Tom Dedman, CEO at the credit union, admitted, "The one thing we missed in this whole process was updates to the software that drives the website. That is really deep into the heart of Web development."

Dedman asserted the credit union will make sure the software is updated going forward, and said he believed his institution did proper due diligence prior to the hacking.

"We have done vulnerability assessments or vulnerability penetration tests against the site and those passed," he said. "But with this one software, it was a zero-day flaw or vulnerability they found that they exploited. I don't get or hadn't been getting the notifications on websites on zero-day vulnerabilities. I mean, geez, we don't think about that."

A zero-day vulnerability is a software gap unknown to the vendor.

Financial institutions need to start making third-party vendors provide a list of all products including open source plug-ins that they incorporate while doing development, Jim Stickley, a cybersecurity expert and CEO of Stickley on Security, a security education firm in San Diego, suggested.

"The smaller financial institutions are not very good in patching and properly testing patches after installation," Ondrej Krehel, founder/principal of LIFARS, a digital forensics and cybersecurity intelligence firm, said.

He said they frequently use an application that is running on top of the web server, such as WordPress, and recommended web application security programs utilize a layered approach. Only a few credit unions have adopted these tactics, however.

The ISIS hack also drew attention away from a recently discovered vulnerability called FREAK (Factoring Attack on RSA-Export Key). FREAK is a relic of the U.S. government's restriction on the export of strong encryption in the 1990s, which compelled developers to devise a system that could deliver strong encryption for U.S.-based users and weaker encryption for foreign users.

According to the website freakattack.com, this new vulnerability allows an attacker to intercept HTTPS connections between vulnerable clients and servers and force them to use weakened encryption, which the attacker can break to steal or manipulate sensitive data. The number of actual attacks is unknown.

The vulnerability affects the Android, Apple Safari Web browsers that rely on OpenSSL to establish secure connections, and Microsoft's Secure Channel in all currently supported versions of Windows.

Apple, Google Android and Microsoft announced that updates to fix the FREAK attack should be available for all major browsers soon.

For credit unions, there are good and bad sides to the FREAK story. Carl Mazzanti, founder/and CEO of IT consulting firm eMazzanti Technologies, explained, "A lot of the credit unions cannot afford some of the technologies you would need to support mobile banking, so because of that, they might have less or no exposure," Mazzanti said. "Those that are less vulnerable developed their mobile systems within the last five years and don't have a legacy system to support it. Older systems are more susceptible than newer systems. Those running platforms that have some sort of legacy back to the late 1990s are the ones with the largest exposure."

The $2.4 billion Texas Dow Employees Credit Union of Lake Jackson, Texas, took a proactive approach when it comes to its members' Internet safety by providing an update to keep members informed of the FREAK exploit.

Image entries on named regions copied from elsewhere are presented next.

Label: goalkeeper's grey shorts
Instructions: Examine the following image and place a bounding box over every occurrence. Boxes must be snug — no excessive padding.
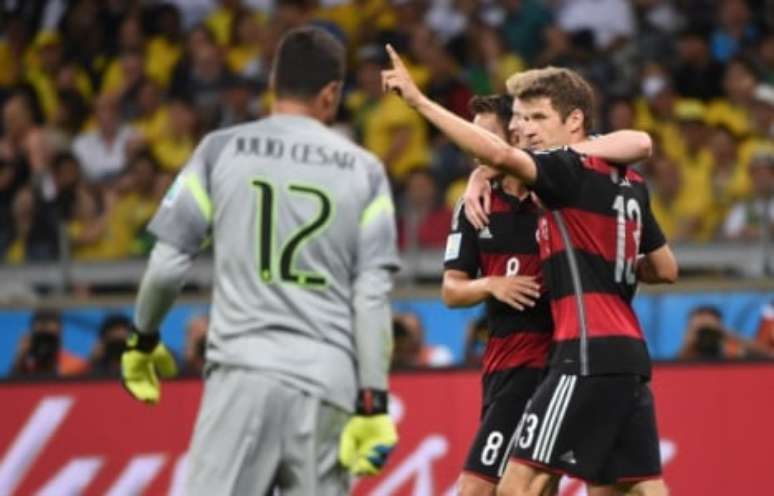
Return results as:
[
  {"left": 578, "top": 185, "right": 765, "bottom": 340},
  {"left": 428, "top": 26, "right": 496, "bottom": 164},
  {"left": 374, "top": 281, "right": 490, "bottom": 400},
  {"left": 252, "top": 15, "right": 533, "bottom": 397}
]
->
[{"left": 185, "top": 366, "right": 350, "bottom": 496}]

The alert reads in part, "Internet researchers have discovered a new browser vulnerability you should know about. The exploit is called FREAK."

The alert goes on to explain that for FREAK to affect members, both the browser and visited website must be vulnerable, and provides assurance that TDECU's servers are not vulnerable.

Paul O'Malley, vice president of e-commerce at TDECU, said the alert grew out of policy resulting from member concern over last year's much-publicized data breaches.

"Our goal here is to alert our members so they can be educated, and know that they need to pay attention to Internet security," O'Malley explained. "We understand our members are not expected to be experts on these types of things."

TDECU also maintains a very close relationship with its technology partners.

"Typically what will happen is, they will see something out in the blogosphere or we'll see something, and we'll immediately call each other and ask if we've heard about it and what we're doing about it," O'Malley said.

Maintaining members' reassurance levels when it comes to cybersecurity is good business. O'Malley pointed out,

How does a credit union protect itself? "Update servers and devices with a patch for the vulnerability," Mazzanti said.

That's the short answer; however, Mazzanti also pointed out new threats emerge every day, and organizations must develop a security-first mindset.

Brooks suggested, "Take charge of the process [technical workload] and take a look to see where and what is vulnerable in your environment. Compromise is a terrible 'strategy' for discovery."